Vaya por delante que jugar o no en la selección vasca es una decisión personal. Como tal decisión, es algo que el resto debemos respetar. Vaya por delante, también, que me encantaría que hubiese una selección vasca. Sin embargo, dado que jugadores y jugadoras en activo, y varios ex jugadores, aunque con alguna ausencia significativa, han creído conveniente explicar en público, nada menos que «a toda Euskal Herria», las razones que les han llevado a negarse a formar parte de una selección que en su día se llamó 'Euskadi' y el año pasado pasó a llamarse 'Euskal Herria', es ahí donde el resto podemos opinar.
El nombre de 'Euskadi' es un invento moderno, en comparación con el término 'Euskal Herria' en sus varias acepciones: con mayúscula, con minúscula, con alteraciones silábicas, e incluso utilizándolo en plural.
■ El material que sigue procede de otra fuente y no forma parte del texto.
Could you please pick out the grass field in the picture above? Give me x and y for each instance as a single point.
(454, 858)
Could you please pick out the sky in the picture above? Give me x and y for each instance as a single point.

Lo cierto es que tiene una tradición de siglos y una antigüedad notablemente mayor que 'Euskadi', tanto en textos escritos, como en uso oral. 'Euskal Herria' ha sido el término que se ha usado hasta muy tarde, en muchas de esas zonas en las que la lengua principal de comunicación era el euskera pero en las que 'Euskadi' sonaba a algo completamente ajeno. El primero denotaba fundamentalmente una comunidad lingüística (para muchos de quienes hemos usado este término desde que hemos nacido, Ablitas, por ejemplo, era en aquella época algo ajeno a 'euskal herria'). 'Euskadi', aun siendo moderno, es un término político, de significado impreciso a veces en la práctica, que se había impuesto y nadie ponía en duda, . hasta que la llamada izquierda radical reclamó el uso de 'Euskal Herria' también como término político. Mejor: sólo como término político.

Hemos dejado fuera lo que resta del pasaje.